Reddit Sentiment Analysis with RoBERTa

End-to-end NLP pipeline that classifies sentiment of 563 real Reddit posts using a pre-trained RoBERTa transformer. Covers e-commerce, Korean tech, logistics, supply chain, and investing discussions — directly relevant to data science and SCM roles.

Tech Stack

Model: cardiffnlp/twitter-roberta-base-sentiment-latest (RoBERTa-base fine-tuned on 124M tweets)
Framework: PyTorch + Hugging Face Transformers
Data collection: Reddit public JSON API (no credentials) + PRAW (optional)
Analysis & Visualization: pandas, Plotly

Pipeline

Reddit JSON API (no auth required)
           ↓
  563 real posts across 7 subreddits
           ↓
  Text Preprocessing   ← strip markdown, URLs, user mentions
           ↓
  RoBERTa Inference    ← Positive / Neutral / Negative + confidence score
           ↓
  Analysis & Plots     ← distribution, subreddit comparison, trends, keywords

Project Structure

.
├── reddit_sentiment_roberta.ipynb   # Main analysis notebook
├── collect_data.py                  # Data collection (JSON API + PRAW)
├── data/
│   ├── real_reddit_posts.csv       # 563 real posts with RoBERTa labels
│   └── sample_posts.csv            # 50-post fallback (offline use)
├── images/
│   ├── sentiment_distribution.png   # Donut chart — overall sentiment
│   ├── sentiment_by_subreddit.png   # Stacked bar by subreddit
│   └── confidence_by_sentiment.png  # Box plot — model confidence
├── requirements.txt
└── README.md

Quick Start

pip install -r requirements.txt
jupyter notebook reddit_sentiment_roberta.ipynb

Runs on data/real_reddit_posts.csv — 563 actual Reddit posts already labeled by RoBERTa. No API key needed to view analysis.

Re-collecting Fresh Data

# No credentials required (Reddit public JSON API)
python collect_data.py

# With PRAW (more posts, full search capability)
export REDDIT_CLIENT_ID=your_id
export REDDIT_CLIENT_SECRET=your_secret
python collect_data.py --praw

Analyses Included

Section	What it shows
Sentiment Distribution	Overall Positive / Neutral / Negative donut chart
By Subreddit	Stacked bar — which communities skew most positive/negative
Temporal Trend	Weekly sentiment counts + 7-post rolling mean score
Top Posts	Highest-upvoted posts per sentiment class
Confidence Analysis	Box plot — model certainty per class
Score vs Sentiment	Scatter — Reddit upvotes × confidence × comment volume
Keyword Analysis	Most frequent words per sentiment class

Results (563 real posts)

neutral  : 267 posts (47.4%)  avg confidence = 0.681
negative : 188 posts (33.4%)  avg confidence = 0.683
positive : 108 posts (19.2%)  avg confidence = 0.748

Overall sentiment score : -0.142 (slightly negative — realistic for complaint-heavy subs)
Most positive subreddit : r/supplychain
Most negative subreddit : r/ecommerce

Dataset

Subreddit	Posts	Topic
r/ecommerce	99	Online retail, platforms, fulfillment
r/investing	100	Markets, stocks, macro
r/MachineLearning	98	AI/ML research and industry
r/startups	100	Entrepreneurship, funding, growth
r/supplychain	74	Logistics, procurement, operations
r/korea	54	Korean society, economy, tech
r/logistics	38	Last-mile, warehousing, transport

Key Findings & Insights

r/ecommerce is the most negative subreddit (avg score −0.31), and the pattern is structurally expected rather than incidental. E-commerce communities are complaint-driven by nature: sellers discuss platform fee hikes, buyers vent about delivery failures, and fulfillment operators debate margin compression — all inherently negative framings. This finding suggests that negative sentiment in e-commerce forums is a baseline condition, not a signal of extraordinary distress, and that sentiment monitoring pipelines applied to this domain must be calibrated with a community-specific baseline rather than a universal threshold.

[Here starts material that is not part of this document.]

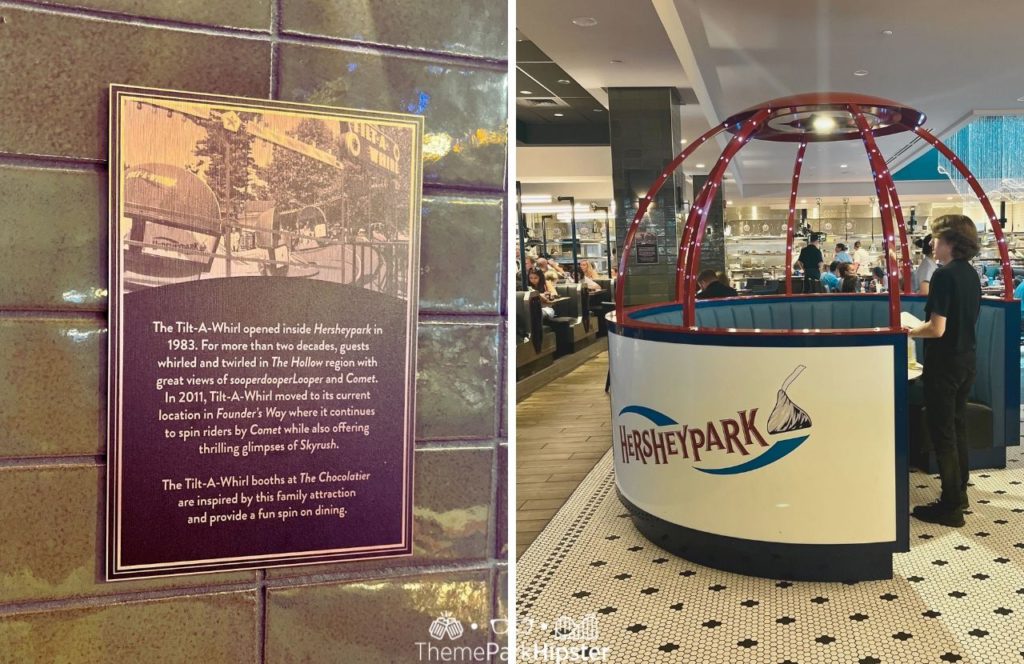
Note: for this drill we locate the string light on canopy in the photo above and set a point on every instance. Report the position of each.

r/supplychain is the most positive community (+0.11), which reflects a professional culture difference. Unlike consumer-facing subreddits, r/supplychain is populated by practitioners who frame problems as optimization challenges to be solved. Posts tend toward knowledge sharing ("how we reduced lead time by 30%"), tool discussions, and career advice — a solution-oriented discourse that consistently produces positive language regardless of underlying business conditions. This means sentiment from professional communities requires a different interpretive frame than consumer communities.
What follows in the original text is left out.